Ela nem sequer olhou para o dinheiro, seus olhos fixos no rosto dele, cheios de uma piedade que ele não merecia.
Enquanto ele tentava comprar a verdade, minha alma era arrastada de volta para a memória da minha morte, um redemoinho de dor e terror que nunca me abandonava.
Eu estava na floresta, o ar frio da noite cortando minha pele, minhas mãos amarradas a uma árvore, o cheiro de pinho e terra úmida misturado com o cheiro metálico do meu próprio sangue.
Os homens de Clara me cercavam, seus rostos eram sombras cruéis sob a luz da lua, eles não disseram nada, apenas seguiram as ordens que lhes foram dadas.
Uma agulha grossa perfurou a veia do meu braço, e eu gritei, não apenas de dor, mas de desespero pelo bebê em meu ventre, o pequeno Leo, que eu sentia se agitar em pânico dentro de mim.
Eles drenaram meu sangue, lentamente, sadicamente, enquanto eu implorava pela minha vida, pela vida do meu filho.
Clara estava lá, eu podia senti-la, não fisicamente, mas sua presença malévola pairava sobre a cena como um abutre, ela havia orquestrado tudo, sabendo que o meu sangue, com suas propriedades curativas, era a única coisa que poderia lhe dar o que ela mais desejava: Gustavo.
Minha visão escureceu, o mundo se tornou um borrão de dor e frio, e a última coisa que ouvi foi o som do meu próprio sangue pingando em um recipiente, um som que ecoaria na minha alma pela eternidade.
A memória se dissipou, me devolvendo ao presente, à cena de Gustavo profanando o lugar que se tornou meu túmulo e o refúgio do meu filho.
Dona Rosa finalmente falou, sua voz clara e firme, cortando o ar tenso.
"Sofia está morta."
A frase pairou no ar, simples, brutal e inegável.
O sorriso zombeteiro de Gustavo congelou em seu rosto, seus olhos se estreitaram em descrença.
"O que você disse?"
"Ela morreu há cinco anos" , Dona Rosa repetiu, sem vacilar. "Na mesma noite em que o senhor a expulsou de casa."
Por um momento, o mundo pareceu parar, o silêncio que se seguiu foi pesado, carregado com o peso da verdade.

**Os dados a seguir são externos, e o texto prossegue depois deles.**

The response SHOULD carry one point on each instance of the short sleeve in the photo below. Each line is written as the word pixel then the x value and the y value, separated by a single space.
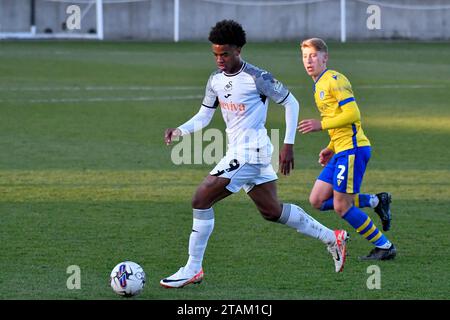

Mas a negação de Gustavo era uma fortaleza impenetrável.
"Mentira!" ele rugiu, sua voz ecoando pela aldeia silenciosa. "Ela está se escondendo! Ela está fazendo isso para me punir!"
Ele se virou para seus homens, sua fúria agora descontrolada.
"Eu não disse para vocês procurarem? O que estão esperando? Derrubem as portas se for preciso! Eu quero ela aqui!"
Os seguranças hesitaram, olhando para a velha senhora e para a criança aterrorizada, mas um olhar fulminante de Gustavo os colocou em movimento.
Eles começaram a invadir as cabanas humildes, o som de madeira se quebrando e gritos de medo encheram o ar. A aldeia, que antes era um refúgio de paz, estava sendo violada, destruída pela obsessão cega de um homem.
Gustavo avançou sobre Dona Rosa, agarrando seu ombro com força, seus dedos afundando em sua pele frágil.
"Onde você a enterrou? Diga-me!" ele sibilou, seu rosto a centímetros do dela. "Você acha que pode mentir para mim?"
Dona Rosa estremeceu de dor, mas seus olhos não mostraram medo, apenas uma profunda tristeza.
"Não há túmulo" , ela disse com a voz embargada. "Os animais... a floresta..."
A imagem do meu corpo sendo profanado, desmembrado, me atingiu com a força de um golpe físico, e um gemido silencioso escapou da minha alma.
Gustavo a sacudiu com força, sua frustração se transformando em violência.
"Pare de mentir!"
Foi então que Leo, meu pequeno e corajoso Leo, que até então estava escondido e chorando silenciosamente, deu um passo à frente.
Sua voz, embora trêmula, soou clara e alta no meio do caos.
"Mamãe morreu."
Ele olhou diretamente para Gustavo, seus olhos inocentes carregando a certeza de uma verdade que ele conhecia desde o nascimento.
"Vovó Rosa disse que ela virou uma estrela no céu para cuidar de mim."
O mundo de Gustavo parou.
A declaração simples e direta de uma criança, uma verdade dita sem malícia ou engano, atingiu-o com mais força do que qualquer argumento ou negação.
Ele soltou Dona Rosa, recuando um passo, seu rosto uma tela de choque e confusão.
Ele olhou para o menino, realmente olhou para ele pela primeira vez, e a verdade que ele tanto negara estava ali, estampada no rosto inocente de seu próprio filho.
Mas a verdade, para um homem como Gustavo, não era uma libertação, era uma ameaça, e sua mente distorcida se recusou a aceitá-la.